Inventer le Nunavut aux Rencontres internationales du documentaire de Montréal

Le documentariste a su filmer les paysages magnifiques du Grand Nord.
Photo: Alex Salter Le documentariste a su filmer les paysages magnifiques du Grand Nord.

C’est d’abord l’histoire d’une passion de jeunesse. Celle de John Walker, anglo-montréalais qui décide à 16 ans de monter comme marin sur un bateau qui se rend dans les hauteurs arctiques jusqu’à l’île Cornwall.

 

Il a une caméra 35 mm, capture avec elle les images d’icebergs, d’ours blancs, de rorquals et de populations inuites. Ça se passe en 1968. Plus tard, il découvrira que ces familles inuites descendaient de celles que le gouvernement avait expatriées pour installer des postes militaires durant la guerre froide.

 

Au fil des ans, devenu documentariste, John Walker est demeuré fasciné par la résilience du peuple inuit, souvent abandonné sur sa banquise par l’État, longtemps traité comme une communauté inférieure dont on tue les chiens de traîneau pour sédentariser ceux qu’on appelait encore les Esquimaux, et dont la riche culture séculaire était niée.

 

Arctic Defenders rappelle le parcours du cinéaste, et raconte l’histoire d’un combat pour la reconnaissance de cette culture, et pour le droit à un territoire qui sera baptisé Nunavut.
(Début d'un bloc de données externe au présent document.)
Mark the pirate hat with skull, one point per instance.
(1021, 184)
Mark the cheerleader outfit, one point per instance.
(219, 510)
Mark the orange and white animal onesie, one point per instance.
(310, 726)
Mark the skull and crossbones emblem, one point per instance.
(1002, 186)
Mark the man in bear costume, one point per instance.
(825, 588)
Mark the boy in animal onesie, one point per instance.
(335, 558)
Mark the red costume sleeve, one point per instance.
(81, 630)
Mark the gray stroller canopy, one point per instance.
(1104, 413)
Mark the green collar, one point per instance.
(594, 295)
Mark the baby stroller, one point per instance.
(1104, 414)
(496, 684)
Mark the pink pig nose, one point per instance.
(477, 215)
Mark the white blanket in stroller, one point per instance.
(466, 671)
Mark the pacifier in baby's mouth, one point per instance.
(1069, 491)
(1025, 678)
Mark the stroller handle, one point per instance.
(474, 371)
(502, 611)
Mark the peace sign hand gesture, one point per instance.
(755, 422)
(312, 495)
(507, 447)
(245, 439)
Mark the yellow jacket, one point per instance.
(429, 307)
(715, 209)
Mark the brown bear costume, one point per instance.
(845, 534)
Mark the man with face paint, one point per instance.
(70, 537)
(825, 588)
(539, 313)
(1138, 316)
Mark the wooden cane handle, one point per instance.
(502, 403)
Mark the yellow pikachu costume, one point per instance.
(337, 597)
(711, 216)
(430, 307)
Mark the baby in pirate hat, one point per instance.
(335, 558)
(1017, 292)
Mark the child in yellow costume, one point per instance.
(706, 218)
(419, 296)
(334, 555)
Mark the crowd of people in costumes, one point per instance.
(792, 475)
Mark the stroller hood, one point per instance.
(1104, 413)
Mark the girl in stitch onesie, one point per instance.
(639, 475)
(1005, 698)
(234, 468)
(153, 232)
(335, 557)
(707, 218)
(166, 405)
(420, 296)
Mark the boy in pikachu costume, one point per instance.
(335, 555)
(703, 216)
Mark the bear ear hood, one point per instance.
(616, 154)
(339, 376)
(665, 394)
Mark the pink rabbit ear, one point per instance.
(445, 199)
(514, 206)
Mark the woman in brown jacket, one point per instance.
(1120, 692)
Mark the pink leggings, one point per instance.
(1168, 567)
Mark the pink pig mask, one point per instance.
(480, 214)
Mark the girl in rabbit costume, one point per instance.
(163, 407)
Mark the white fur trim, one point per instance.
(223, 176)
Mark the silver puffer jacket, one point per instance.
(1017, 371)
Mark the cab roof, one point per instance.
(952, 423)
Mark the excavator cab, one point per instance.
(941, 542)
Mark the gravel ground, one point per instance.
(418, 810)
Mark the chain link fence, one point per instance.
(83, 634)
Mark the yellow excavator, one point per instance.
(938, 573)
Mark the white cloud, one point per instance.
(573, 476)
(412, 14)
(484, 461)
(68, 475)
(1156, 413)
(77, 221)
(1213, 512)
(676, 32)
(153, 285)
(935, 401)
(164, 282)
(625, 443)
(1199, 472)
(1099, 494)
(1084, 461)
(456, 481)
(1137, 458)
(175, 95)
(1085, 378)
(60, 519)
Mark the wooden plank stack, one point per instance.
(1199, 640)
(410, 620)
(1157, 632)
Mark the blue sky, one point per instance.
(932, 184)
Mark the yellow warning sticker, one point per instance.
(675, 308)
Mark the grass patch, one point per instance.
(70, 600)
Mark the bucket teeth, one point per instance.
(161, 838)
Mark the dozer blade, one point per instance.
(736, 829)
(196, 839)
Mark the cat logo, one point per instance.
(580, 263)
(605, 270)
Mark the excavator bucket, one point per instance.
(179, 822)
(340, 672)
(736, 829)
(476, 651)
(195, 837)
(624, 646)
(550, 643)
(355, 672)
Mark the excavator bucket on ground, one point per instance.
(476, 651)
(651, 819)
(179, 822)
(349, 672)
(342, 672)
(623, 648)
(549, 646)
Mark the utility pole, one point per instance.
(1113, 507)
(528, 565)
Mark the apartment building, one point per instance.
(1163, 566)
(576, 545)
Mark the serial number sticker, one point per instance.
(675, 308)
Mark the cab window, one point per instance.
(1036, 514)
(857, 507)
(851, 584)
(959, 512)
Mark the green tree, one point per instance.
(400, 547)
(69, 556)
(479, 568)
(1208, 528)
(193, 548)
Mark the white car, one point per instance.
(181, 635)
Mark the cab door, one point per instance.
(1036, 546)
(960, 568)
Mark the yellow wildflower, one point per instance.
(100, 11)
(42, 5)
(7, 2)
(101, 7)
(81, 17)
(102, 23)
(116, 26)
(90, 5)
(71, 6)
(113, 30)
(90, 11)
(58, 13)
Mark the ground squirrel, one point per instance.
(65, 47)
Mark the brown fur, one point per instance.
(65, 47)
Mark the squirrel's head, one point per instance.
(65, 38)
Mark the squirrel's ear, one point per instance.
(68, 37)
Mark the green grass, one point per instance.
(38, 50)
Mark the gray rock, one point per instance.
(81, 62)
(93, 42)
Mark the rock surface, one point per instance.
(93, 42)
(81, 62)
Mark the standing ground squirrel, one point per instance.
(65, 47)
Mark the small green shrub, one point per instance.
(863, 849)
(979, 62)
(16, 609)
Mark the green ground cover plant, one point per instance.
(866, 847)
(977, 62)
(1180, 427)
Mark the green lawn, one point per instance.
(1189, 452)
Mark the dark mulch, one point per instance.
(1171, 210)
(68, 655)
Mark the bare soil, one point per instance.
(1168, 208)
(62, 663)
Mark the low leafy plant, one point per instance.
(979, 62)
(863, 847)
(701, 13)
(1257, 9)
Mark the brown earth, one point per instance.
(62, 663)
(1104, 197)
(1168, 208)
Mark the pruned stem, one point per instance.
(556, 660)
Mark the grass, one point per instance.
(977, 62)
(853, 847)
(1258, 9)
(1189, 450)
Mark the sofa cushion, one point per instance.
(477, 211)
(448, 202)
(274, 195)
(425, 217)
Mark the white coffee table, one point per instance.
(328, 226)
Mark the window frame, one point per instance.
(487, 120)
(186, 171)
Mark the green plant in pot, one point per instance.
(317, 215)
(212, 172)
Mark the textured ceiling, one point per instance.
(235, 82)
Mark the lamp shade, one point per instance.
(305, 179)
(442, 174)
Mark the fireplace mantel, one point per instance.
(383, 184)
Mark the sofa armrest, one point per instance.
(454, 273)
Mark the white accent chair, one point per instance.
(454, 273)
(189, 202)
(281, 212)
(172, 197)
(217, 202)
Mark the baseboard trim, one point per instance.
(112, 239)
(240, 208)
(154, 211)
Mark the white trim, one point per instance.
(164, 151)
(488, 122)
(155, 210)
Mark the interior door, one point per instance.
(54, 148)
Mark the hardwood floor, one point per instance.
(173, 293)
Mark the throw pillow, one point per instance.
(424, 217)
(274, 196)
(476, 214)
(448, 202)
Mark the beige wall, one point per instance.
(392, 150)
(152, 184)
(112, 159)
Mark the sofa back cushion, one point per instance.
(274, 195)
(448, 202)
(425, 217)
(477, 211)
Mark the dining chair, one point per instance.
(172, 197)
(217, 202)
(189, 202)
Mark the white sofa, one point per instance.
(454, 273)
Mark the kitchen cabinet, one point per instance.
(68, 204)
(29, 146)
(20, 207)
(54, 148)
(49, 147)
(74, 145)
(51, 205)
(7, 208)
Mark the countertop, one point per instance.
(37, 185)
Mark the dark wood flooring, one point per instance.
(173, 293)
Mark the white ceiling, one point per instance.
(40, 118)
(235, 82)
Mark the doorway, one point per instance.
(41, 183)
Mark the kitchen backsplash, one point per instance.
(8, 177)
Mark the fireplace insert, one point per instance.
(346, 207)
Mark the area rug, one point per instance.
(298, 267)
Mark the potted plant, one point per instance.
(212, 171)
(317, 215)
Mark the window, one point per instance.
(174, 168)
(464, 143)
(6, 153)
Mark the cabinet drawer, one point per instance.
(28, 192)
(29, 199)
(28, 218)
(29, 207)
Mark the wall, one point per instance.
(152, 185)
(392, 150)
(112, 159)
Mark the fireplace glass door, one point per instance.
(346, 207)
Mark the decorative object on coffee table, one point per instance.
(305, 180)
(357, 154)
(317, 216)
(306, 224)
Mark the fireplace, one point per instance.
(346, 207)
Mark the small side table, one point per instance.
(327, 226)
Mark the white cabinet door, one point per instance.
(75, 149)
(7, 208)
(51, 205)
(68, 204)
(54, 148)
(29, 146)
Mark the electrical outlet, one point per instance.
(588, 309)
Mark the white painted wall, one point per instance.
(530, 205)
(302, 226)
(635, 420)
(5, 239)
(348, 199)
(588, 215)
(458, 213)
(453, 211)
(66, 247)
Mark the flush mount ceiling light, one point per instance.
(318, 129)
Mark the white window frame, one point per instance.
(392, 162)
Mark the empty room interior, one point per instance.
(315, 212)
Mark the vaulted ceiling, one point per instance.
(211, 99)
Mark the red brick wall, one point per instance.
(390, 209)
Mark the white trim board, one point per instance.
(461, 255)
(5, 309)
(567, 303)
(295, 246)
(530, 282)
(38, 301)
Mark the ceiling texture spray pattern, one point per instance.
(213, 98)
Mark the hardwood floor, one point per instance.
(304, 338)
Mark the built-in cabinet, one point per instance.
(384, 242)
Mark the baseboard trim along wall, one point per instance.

Documents d’archives, également témoignages d’Inuits qui se sont battus autant pour faire reconnaître chez eux la nécessité de se doter d’un État (« mais le territoire est à nous », s’étonnaient les aînés) que pour bousculer le paternalisme des premiers ministres successifs. Trudeau, Chrétien défilent en fumant le calumet. En 1999, le Nunavut était fondé, sans éliminer tous les problèmes du blanc territoire. L’acculturation démolit les peuples, à coups de drogue, de suicides, parfois d’ennui. Et ceux qui sont allés là-bas savent à quel point les grandes distances entre les communautés, l’isolement, les modes de vie en totale transformation, les fossés intergénérationnels engendrent des problèmes sociaux. Mais ils sont dotés d’un État qu’aucun gouvernement central ne peut plus gruger impunément.

 

John Walter a fait deux ans de recherches pour livrer ce grand film témoin d’un processus d’autogouvernement — de quoi inspirer les Québécois — né à force de détermination, de lucidité, de volonté. Les images avec les paysages magnifiques du Grand Nord cassent tous les préjugés de ceux qui voient encore dans ces régions arctiques un désert de glace.